Sunday, October 16, 2005

Save Gas - Grow Some of Your Own Food

by Jim McCue , composter and biotech researcher
People all over the world are discovering that large-scale corporate factory agriculture, the kind that continues to cause the bankrupty of smaller, more diversified, often family-owned farming, does not always have in mind the health and happiness of those who increasingly have no choice but to buy their food from the factory-farm system.

As in other sectors of the economy, production, processing, and distribution of food has come to be increasingly concentrated in fewer hands. Because making money in the business world so often seems to necessitate closing one's heart as to destructive effects of one's business decisions, the most "successful" (that is, the ones who have accumulated the most money) are often the most hard-hearted.

Take fossil fuels such as oil, the gasoline that's made from it, and natural gas. It's now commonly understood that these things are: in limited supply; subject to increasing demand; and have numerous environmental side effects. The agricultural system - as presently structured - needs huge amounts of water, land, and fossil fuels to make fertilizer and provide transportation. Small organic food gardens and farms need less water and space to grow a certain amount of food. But large agribusinesses have used their increased lobbying power to structure our laws so that the taxpayer subsidizes cheaper (and lower quality) food. This is why "organic" has become associated with "high-muckety-muck"; people think only elites can afford the better quality. But the fact is, we're all paying for the mass-produced food that is lower quality - through our taxes.

Now that the price of gas has hit the fan, and as the predicted drastic increase in natural gas price also looms, it's time to start taking seriously those enviro "Chicken Littles" who knew these problems were coming and who know that the price of food - being connected to the price of fossil fuels - is also going to go through the roof. There is no sane reason to ship such a large part of our food such great distances. There is a place for food transportation, but not where we can more easily grow higher -quality food right here in the Pittsburgh region. We need much more locally grown food, much more organic food, and changes in our laws that have queered the situation so dangerously that large numbers of Americans are coming to find themselves short of money for necessities - food or rent, for instance.

The belief in chemical fertilizers and pesticides has come from overly focused points-of-view which externalize the side effects. Profit at the expense of your own health or you neighbors' is not a very good long-term investment. Sure, you might get a better yield on that particular crop this year if you sock the soil with nitrogen made from natural gas and pesticides synthesized from oil. But what about next year, when your garden's predator/prey balance is weakened and you, your family, and your neighbors' health is compromised by those toxins and your food's nutrient ratios are lower. And do you really want to escalate
our increasingly violent competition with other countries for the fossil resources to grow food that way?

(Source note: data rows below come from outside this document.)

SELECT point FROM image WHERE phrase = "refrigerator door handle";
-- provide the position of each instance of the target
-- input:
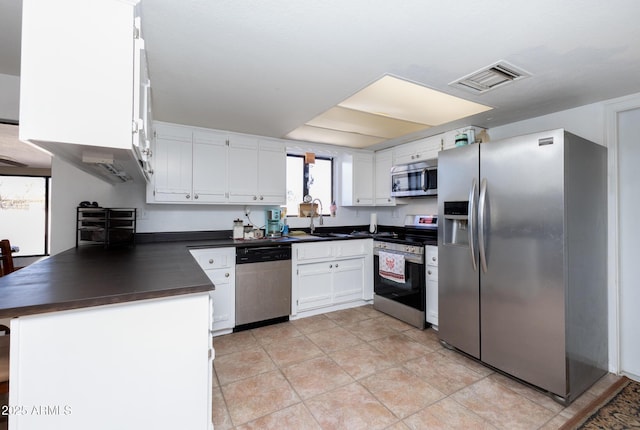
(425, 179)
(471, 213)
(481, 221)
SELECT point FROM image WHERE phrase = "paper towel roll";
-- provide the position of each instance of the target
(373, 223)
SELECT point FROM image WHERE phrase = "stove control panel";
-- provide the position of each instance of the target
(399, 247)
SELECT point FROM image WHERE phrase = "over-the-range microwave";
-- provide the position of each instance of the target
(415, 179)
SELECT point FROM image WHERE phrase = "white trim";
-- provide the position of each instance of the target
(612, 109)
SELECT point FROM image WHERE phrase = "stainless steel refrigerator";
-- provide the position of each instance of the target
(523, 258)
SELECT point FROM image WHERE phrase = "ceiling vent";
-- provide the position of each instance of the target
(490, 77)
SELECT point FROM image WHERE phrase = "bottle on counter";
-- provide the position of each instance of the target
(238, 229)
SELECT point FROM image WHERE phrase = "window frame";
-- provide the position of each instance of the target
(47, 210)
(305, 181)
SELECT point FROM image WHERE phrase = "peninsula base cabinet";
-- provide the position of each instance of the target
(331, 275)
(220, 266)
(134, 365)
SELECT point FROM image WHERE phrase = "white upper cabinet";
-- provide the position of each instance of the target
(272, 171)
(78, 75)
(197, 165)
(172, 181)
(357, 179)
(243, 177)
(210, 169)
(384, 162)
(257, 171)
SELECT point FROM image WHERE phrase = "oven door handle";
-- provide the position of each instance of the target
(470, 220)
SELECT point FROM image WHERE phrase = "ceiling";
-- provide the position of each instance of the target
(268, 67)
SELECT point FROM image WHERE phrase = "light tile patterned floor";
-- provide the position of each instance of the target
(361, 369)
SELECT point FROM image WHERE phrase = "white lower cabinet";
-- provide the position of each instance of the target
(112, 366)
(431, 254)
(315, 285)
(331, 275)
(220, 266)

The soil is not a machine. It is a vast living community which is harmed when we humans go to pot-shotting at the bugs while overdosing the soil with the major nutrients - nitrogen, potassium, and phosphorous - ignoring all those micro-nutrients and enzymes and tiny living things - molds, bacteria, bugs, worms, etc. - that are vital to soil fertility. And the larger life forms - frogs, toads, "weeds", "groundhogs" (formerly called woodchucks in a less competitive time), minks, squirrels, chipmunks, rabbits, deer, bears, cougars, snakes, newts, salamanders - are also part of the soil (and which used to be abundant in what is now the Pittsburgh region).

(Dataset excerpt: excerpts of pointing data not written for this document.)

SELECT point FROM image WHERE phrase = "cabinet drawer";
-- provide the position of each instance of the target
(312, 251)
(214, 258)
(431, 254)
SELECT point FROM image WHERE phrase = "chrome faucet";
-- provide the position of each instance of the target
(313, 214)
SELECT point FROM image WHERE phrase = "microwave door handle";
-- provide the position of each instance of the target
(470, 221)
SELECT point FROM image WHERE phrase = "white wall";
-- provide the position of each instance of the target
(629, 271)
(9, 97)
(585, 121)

A food security project is gearing up in the Garfield area. Effort is being made to secure land from the increasingly predatory real estate situation which is being exacerbated by the city's budget problems. What the Healcrest Urban Community Farm is starting should be a template for what happens county-wide.
The choice will be made whether to demonize the poor - and so rationalize their abandonment and allow the system failures to treat them more and more badly - or to recognize ourselves, our own family in those without the power to avoid direct consequences of the increasingly brutal business climate that is developing. Please look into what food security advocates such as these people are doing, and see that - just as we need the lowly earthworm and so-called "ugly" bugs and critters too small to see without a microscope - we also need those who we who may be a little better off have found it easier to marginalize.

The Healcrest Urban Community Farm is devoted to sustainable urban farming, is organizing gardens and gardeners to supply farmstands, and owns 1.7 acres near Penn Ave. at the corner of Shamrock Way, Hillcrest Street, and Pacific Ave. Their events are available via 412/362-1982, mothermoonbeam@aol.com, or http://www.thomasmertoncenter.org/calendar. The next is October 20th - an exploration of types of composting around the world - 6 to 8 p.m. at the Farm. Some of their other meeting are at the most interesting used-book shop I've ever seen, owned by one of the Farm's founders - Ricardo Robinson.

He had the unique idea to either sell or lend (for free) books, and specializes in what he judges to be "good" literature. The place has the nice laid-back come-on-in-and-talk atmosphere that could do something economic-development-wise for Hazelwood. It's called Yard Sale Books, and is at 5165 Penn (near Pacific.)